06 de agosto de 2020 | 05h00
Durante 48 anos de produção, o chargista J.Carlos (1884-1950) criou mais de 50 mil trabalhos, entre caricaturas, charges, cartuns, ilustrações, letras, vinhetas, adornos e peças publicitárias. E só interrompeu porque sofreu um AVC fatal quando rascunhava um desenho, na redação da revista Careta. Mas não é pela espantosa produtividade que José Carlos de Brito e Cunha se tornou um dos principais artistas da imprensa brasileira da primeira metade do século passado, mas pela qualidade.

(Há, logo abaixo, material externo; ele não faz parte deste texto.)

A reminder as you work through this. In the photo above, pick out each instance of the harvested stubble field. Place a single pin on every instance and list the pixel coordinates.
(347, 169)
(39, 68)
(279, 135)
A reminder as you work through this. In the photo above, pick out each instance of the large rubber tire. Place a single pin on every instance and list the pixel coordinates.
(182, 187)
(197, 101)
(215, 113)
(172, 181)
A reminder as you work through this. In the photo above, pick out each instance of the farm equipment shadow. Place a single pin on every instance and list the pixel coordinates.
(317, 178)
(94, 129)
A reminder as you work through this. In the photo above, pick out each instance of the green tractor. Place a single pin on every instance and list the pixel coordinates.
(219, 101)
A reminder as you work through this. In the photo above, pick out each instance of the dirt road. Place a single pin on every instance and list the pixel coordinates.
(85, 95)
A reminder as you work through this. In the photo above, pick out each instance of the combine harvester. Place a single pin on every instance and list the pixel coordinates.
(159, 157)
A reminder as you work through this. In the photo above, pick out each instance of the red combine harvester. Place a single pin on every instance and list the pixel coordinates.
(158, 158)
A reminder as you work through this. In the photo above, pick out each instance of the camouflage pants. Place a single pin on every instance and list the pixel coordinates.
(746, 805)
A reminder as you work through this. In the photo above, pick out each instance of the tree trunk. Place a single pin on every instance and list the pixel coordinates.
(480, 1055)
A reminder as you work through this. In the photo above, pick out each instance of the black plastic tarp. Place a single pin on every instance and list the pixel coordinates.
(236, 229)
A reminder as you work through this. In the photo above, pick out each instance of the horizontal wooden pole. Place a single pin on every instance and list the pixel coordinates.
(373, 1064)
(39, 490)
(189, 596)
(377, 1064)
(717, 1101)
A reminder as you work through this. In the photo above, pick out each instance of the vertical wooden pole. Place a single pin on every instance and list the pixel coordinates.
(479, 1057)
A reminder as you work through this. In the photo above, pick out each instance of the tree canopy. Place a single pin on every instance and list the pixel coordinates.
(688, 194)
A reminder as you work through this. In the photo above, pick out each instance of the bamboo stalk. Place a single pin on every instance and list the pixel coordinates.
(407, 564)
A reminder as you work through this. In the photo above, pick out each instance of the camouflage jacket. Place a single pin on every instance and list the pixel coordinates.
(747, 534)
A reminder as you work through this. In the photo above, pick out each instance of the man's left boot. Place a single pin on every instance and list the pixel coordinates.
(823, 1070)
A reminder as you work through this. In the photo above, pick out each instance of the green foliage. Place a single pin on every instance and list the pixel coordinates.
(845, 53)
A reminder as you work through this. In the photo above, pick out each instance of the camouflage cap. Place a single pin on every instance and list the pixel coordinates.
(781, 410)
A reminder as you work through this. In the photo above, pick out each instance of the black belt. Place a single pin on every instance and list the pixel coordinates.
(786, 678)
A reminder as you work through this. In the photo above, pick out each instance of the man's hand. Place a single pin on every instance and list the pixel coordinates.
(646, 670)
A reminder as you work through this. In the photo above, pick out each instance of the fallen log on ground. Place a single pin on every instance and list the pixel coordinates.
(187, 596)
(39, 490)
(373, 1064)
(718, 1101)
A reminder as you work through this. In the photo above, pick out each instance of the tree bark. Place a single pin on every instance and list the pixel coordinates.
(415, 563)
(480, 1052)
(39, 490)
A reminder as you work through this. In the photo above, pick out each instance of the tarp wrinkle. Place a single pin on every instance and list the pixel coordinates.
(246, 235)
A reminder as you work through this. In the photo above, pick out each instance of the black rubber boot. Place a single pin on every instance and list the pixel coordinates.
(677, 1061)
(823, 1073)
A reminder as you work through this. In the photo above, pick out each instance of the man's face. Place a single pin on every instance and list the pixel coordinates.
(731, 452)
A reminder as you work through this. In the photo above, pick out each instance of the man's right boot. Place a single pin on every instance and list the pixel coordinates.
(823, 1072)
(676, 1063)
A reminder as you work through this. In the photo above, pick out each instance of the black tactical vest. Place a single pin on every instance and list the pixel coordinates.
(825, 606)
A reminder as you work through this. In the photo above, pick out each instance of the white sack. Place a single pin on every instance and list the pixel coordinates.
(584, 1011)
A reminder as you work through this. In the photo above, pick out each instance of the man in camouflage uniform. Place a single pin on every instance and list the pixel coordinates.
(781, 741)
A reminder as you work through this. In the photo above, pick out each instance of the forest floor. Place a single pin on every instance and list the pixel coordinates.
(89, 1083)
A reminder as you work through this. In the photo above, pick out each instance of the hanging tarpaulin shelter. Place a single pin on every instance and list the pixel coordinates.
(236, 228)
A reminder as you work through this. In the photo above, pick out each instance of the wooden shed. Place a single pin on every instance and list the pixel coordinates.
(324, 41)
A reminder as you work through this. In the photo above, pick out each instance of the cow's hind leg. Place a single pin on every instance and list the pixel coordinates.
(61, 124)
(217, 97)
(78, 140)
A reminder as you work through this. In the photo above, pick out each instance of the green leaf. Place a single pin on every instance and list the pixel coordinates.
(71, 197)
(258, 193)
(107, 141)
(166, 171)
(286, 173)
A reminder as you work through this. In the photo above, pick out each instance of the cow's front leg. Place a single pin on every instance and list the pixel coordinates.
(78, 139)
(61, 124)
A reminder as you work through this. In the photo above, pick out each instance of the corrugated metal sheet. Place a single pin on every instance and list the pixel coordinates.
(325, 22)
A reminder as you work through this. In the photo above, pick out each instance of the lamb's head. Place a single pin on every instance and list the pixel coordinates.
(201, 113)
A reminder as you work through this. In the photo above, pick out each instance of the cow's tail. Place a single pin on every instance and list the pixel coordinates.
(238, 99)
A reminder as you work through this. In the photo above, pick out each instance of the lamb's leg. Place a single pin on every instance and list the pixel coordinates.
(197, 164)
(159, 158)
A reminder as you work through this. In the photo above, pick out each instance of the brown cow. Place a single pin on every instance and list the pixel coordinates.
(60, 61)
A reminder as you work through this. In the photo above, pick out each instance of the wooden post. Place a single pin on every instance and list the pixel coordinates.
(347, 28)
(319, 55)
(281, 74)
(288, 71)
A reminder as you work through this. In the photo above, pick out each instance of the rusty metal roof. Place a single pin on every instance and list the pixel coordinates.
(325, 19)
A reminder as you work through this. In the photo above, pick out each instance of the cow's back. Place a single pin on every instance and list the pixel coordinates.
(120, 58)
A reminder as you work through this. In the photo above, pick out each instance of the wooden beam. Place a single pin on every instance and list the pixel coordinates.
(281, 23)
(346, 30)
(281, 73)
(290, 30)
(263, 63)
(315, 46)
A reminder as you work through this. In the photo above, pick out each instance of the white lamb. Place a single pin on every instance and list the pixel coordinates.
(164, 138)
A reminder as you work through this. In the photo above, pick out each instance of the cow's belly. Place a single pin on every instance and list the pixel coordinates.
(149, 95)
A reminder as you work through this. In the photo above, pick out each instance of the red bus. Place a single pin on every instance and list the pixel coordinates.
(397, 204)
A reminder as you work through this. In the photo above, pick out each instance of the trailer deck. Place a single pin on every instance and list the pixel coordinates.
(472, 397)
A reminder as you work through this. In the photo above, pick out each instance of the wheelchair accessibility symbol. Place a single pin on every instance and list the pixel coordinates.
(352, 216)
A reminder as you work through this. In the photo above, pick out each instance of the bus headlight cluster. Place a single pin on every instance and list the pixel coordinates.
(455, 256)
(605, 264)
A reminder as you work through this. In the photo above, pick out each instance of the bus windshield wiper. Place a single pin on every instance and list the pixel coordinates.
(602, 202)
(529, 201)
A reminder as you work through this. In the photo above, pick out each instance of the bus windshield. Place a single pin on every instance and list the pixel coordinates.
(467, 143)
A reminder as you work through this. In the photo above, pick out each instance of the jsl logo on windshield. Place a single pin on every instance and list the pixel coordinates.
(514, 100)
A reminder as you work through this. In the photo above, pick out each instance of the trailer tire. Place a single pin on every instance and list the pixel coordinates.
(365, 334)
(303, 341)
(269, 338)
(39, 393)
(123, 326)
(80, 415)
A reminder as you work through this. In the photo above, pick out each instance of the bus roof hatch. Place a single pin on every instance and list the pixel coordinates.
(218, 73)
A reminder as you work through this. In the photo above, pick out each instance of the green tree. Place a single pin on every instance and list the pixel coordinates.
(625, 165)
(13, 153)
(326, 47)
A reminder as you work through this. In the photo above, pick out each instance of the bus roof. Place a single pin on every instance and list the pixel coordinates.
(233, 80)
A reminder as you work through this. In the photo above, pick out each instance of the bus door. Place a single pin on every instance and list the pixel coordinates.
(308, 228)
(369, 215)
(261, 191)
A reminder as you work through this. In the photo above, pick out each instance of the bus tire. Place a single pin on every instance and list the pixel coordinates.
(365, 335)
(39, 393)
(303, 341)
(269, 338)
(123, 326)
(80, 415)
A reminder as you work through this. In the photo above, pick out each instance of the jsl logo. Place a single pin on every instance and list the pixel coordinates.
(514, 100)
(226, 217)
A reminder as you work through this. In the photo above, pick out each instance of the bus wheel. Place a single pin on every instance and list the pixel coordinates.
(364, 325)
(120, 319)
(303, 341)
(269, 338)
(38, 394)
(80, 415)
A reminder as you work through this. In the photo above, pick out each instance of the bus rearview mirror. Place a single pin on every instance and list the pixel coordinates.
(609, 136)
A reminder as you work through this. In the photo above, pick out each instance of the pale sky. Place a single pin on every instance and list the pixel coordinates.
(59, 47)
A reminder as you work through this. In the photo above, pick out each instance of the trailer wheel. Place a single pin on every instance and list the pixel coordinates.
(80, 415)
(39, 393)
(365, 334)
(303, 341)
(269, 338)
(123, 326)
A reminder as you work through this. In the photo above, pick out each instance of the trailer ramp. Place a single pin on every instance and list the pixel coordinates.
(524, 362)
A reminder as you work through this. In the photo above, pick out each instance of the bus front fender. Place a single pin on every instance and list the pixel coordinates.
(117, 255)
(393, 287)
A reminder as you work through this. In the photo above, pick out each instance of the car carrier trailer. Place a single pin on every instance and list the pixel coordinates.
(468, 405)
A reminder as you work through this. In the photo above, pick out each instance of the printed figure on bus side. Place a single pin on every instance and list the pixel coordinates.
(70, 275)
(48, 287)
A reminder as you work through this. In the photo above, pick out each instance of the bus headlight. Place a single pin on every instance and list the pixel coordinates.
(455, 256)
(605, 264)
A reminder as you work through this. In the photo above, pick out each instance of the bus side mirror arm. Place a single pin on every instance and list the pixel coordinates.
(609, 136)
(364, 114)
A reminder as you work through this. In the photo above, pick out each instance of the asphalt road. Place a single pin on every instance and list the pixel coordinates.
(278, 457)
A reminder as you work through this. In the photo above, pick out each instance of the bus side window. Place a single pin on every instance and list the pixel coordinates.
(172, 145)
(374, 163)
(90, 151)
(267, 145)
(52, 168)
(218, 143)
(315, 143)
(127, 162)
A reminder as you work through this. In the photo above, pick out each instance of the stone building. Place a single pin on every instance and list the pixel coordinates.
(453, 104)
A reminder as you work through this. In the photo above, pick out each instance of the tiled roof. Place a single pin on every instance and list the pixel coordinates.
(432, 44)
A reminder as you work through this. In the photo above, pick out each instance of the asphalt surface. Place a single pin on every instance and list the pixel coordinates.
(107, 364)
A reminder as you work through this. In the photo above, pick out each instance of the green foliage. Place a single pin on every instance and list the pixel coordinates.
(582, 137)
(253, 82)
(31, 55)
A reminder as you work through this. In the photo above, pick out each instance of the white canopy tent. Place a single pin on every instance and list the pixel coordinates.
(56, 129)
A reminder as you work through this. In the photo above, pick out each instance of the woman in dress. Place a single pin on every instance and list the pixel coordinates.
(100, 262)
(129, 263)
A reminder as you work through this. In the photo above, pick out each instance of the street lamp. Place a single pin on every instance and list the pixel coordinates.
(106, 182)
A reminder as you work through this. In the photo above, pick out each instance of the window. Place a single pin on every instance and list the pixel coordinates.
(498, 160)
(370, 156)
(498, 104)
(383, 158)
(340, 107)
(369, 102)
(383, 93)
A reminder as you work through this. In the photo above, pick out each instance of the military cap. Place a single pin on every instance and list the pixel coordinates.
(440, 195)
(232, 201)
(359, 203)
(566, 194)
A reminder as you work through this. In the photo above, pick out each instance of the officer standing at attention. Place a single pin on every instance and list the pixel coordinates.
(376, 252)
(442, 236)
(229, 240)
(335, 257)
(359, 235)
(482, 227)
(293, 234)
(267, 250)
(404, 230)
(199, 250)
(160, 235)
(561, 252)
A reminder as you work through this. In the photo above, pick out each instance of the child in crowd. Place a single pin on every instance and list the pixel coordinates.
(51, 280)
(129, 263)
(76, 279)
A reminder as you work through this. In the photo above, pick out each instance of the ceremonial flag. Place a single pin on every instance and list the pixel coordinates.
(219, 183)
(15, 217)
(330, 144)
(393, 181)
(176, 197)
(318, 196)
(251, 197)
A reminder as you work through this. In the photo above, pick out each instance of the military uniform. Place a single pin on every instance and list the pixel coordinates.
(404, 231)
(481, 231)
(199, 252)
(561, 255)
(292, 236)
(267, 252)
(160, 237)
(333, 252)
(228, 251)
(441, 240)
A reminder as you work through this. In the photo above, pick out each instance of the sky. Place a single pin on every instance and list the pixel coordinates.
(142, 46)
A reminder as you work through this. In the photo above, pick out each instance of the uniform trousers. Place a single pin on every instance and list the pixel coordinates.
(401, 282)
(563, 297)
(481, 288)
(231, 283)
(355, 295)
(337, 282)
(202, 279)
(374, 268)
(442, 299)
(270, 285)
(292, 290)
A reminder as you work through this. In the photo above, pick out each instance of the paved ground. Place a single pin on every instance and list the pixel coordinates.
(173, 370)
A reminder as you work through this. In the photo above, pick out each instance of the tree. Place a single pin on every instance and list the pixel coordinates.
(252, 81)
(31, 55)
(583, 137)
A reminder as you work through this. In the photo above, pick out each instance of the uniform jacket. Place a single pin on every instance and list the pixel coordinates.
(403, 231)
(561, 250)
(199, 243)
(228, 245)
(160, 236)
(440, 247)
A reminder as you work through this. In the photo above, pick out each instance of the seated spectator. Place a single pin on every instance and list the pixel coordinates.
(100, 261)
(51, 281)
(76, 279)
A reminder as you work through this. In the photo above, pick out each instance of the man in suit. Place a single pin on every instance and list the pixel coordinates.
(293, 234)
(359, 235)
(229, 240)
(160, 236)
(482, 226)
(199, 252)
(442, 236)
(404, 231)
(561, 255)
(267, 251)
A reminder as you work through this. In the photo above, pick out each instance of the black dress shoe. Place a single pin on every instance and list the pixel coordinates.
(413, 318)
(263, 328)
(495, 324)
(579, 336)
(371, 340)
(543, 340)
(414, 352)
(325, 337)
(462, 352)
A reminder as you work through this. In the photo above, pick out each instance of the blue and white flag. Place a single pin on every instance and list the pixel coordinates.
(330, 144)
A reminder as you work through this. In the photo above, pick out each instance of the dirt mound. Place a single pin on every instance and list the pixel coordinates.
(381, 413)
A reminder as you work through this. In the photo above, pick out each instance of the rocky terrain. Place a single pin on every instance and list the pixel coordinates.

“J.Carlos atuou como um cronista visual, traçando os jogos políticos, as dicotomias sociais, e as nuances dos primeiros 50 anos de república no Brasil, temperados por um senso de humor ácido, debochado e crítico”, observa Rafael Peixoto, curador da exposição J.Carlos – Além do Tempo, que será aberta online sábado, 8, no site da Danielian Galeria (www.danielian.com.br).
São 84 desenhos que estarão expostos na sede da galeria, em uma casa de dois andares na Gávea, ainda fechada ao público até que haja segurança diante da pandemia. Na abertura, haverá uma live, a partir das 17h, de Peixoto com Cassio Loredano e Julieta Sobral, na página da galeria no Instagram (@danielian_galeria).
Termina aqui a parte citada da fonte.